I've been an Ethereum supporter since the early days and I still believe it's one of the most important pieces of infrastructure in crypto. The tech is great, my conviction hasn't changed in that respect.
But watching 9 senior researchers and key operators leave the Ethereum Foundation in 2026 alone is something I can't just ignore. People like Tim Beiko, Josh Stark, Barnabé Monnot, Trent Van Epps, Carl Beek. These people weren't just random employees at the foundation, they were the foundation.
You can call it restructuring, you can call it decentralization, whatever. But when your best people are walking out the door, that's a massive red flag regardless of what narrative you put around it.
And honestly, this whole situation just reinforces something I've been feeling for a while now. I am so tired of chain wars, ecosystem politics and spending any more time debating how to price an asset than actually evaluating the businesses being built on top of it.
I don't want to argue about L1 vs L2. I don't want to pick sides in some tribal war between ecosystems.

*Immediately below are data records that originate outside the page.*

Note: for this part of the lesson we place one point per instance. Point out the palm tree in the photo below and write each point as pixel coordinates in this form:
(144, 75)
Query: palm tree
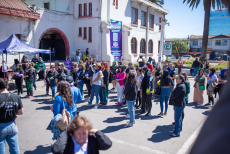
(158, 2)
(207, 8)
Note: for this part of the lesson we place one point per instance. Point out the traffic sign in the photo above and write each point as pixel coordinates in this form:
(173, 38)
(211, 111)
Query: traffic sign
(167, 48)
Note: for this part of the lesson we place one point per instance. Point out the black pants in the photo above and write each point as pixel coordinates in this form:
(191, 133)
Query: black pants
(147, 98)
(19, 85)
(88, 88)
(41, 75)
(138, 98)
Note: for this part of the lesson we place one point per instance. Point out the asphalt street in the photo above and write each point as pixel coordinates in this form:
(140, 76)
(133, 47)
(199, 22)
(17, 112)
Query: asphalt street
(149, 135)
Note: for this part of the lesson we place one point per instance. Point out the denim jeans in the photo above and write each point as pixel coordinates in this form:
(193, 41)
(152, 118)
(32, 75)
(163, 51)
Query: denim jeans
(34, 83)
(9, 133)
(80, 84)
(165, 93)
(53, 91)
(178, 119)
(95, 89)
(130, 105)
(104, 95)
(196, 70)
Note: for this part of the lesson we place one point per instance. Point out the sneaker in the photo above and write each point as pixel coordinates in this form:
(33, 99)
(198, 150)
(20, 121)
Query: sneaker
(96, 106)
(160, 115)
(127, 116)
(128, 124)
(88, 104)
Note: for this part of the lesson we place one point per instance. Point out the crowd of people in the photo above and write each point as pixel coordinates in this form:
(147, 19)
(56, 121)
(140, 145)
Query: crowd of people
(135, 85)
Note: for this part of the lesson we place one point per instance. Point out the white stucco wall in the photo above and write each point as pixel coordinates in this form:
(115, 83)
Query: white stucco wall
(57, 5)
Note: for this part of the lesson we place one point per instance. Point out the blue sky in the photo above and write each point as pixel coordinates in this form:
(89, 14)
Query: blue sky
(183, 21)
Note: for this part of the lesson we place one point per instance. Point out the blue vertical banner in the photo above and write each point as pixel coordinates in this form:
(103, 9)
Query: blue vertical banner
(116, 39)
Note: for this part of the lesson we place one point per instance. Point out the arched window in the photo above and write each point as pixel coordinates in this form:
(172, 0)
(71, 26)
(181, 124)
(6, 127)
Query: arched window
(142, 46)
(150, 46)
(133, 45)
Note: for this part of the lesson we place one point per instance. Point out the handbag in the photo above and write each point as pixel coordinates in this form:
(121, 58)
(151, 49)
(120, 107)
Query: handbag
(201, 87)
(65, 120)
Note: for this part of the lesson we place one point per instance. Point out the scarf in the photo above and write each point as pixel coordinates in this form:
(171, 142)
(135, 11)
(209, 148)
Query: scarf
(97, 71)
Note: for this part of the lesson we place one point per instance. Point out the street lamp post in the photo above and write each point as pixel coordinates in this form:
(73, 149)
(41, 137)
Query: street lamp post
(162, 24)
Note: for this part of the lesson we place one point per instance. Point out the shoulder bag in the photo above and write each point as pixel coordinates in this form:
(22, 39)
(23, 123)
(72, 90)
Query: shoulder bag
(65, 120)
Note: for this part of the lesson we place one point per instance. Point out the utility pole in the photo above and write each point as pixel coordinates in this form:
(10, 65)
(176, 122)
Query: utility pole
(162, 24)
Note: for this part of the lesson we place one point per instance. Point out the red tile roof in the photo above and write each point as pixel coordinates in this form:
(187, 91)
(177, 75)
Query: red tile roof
(17, 8)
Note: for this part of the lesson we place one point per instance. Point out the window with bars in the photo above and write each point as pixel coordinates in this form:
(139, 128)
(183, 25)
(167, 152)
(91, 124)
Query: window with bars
(150, 46)
(134, 18)
(85, 33)
(85, 9)
(80, 32)
(142, 46)
(80, 9)
(90, 9)
(134, 45)
(90, 34)
(143, 18)
(151, 21)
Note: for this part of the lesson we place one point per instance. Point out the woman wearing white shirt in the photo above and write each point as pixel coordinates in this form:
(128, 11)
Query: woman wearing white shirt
(211, 84)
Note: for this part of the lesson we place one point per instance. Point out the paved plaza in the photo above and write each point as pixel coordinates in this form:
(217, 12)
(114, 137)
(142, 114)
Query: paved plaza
(149, 135)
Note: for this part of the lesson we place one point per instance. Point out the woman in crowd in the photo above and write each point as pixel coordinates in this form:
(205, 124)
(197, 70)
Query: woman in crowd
(35, 74)
(29, 81)
(113, 70)
(211, 84)
(177, 99)
(154, 63)
(179, 64)
(88, 75)
(139, 80)
(10, 107)
(56, 64)
(187, 85)
(199, 87)
(104, 92)
(80, 77)
(130, 93)
(165, 84)
(206, 67)
(24, 61)
(64, 97)
(147, 91)
(157, 78)
(96, 84)
(80, 138)
(18, 75)
(120, 82)
(52, 75)
(173, 77)
(222, 79)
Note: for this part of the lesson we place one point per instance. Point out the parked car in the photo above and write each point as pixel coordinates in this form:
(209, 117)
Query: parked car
(186, 57)
(171, 57)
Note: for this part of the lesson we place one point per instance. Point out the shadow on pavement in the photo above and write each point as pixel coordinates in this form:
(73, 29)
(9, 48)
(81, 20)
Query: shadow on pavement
(161, 133)
(111, 129)
(40, 149)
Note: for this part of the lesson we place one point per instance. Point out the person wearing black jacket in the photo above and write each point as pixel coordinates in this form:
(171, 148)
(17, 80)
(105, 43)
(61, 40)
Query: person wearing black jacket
(90, 141)
(147, 87)
(18, 76)
(80, 77)
(29, 81)
(104, 92)
(130, 93)
(52, 75)
(196, 66)
(177, 99)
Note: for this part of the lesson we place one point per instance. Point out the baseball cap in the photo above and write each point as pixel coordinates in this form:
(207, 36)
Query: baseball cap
(69, 79)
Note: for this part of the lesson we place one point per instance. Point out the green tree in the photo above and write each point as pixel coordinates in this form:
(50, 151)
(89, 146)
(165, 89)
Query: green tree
(207, 8)
(179, 45)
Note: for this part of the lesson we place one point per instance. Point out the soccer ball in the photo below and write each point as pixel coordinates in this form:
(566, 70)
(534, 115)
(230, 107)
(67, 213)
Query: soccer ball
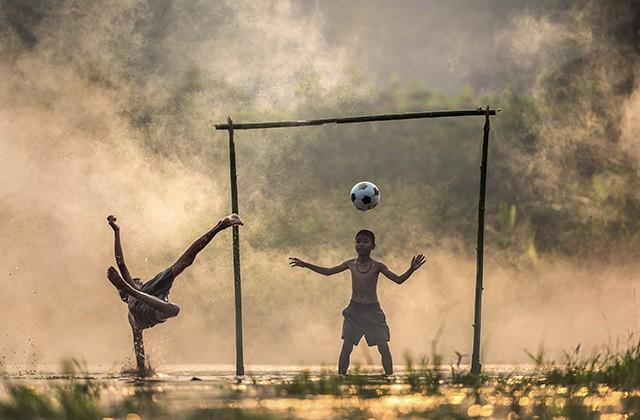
(365, 195)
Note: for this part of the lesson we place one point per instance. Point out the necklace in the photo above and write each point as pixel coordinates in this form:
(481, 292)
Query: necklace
(367, 270)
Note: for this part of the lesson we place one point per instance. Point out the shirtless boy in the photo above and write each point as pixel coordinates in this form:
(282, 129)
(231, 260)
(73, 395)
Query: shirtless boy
(364, 316)
(148, 302)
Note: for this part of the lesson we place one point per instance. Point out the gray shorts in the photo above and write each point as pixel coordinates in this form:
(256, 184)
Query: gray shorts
(159, 286)
(365, 319)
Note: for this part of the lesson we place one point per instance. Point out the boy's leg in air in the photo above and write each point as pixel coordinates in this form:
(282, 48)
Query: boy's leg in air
(190, 254)
(387, 362)
(345, 354)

I just want to back exceptional founders building real businesses with real revenue, real users and real products.
Hyperliquid recently flipping Solana is another great example of how a great product and distribution can organically build an ecosystem top down, rather than trying to force it from the ground up.
The infrastructure circle jerk and the idealistic cypherpunk phase of selling delusional dreams in crypto was great and fun, but it's over. The next decade will be dominated by much sharper founders building real businesses, and I wouldn't be surprised if we see some of these even flip ETH and SOL as they continue to bleed out.
Time to grow up and play real games with real people.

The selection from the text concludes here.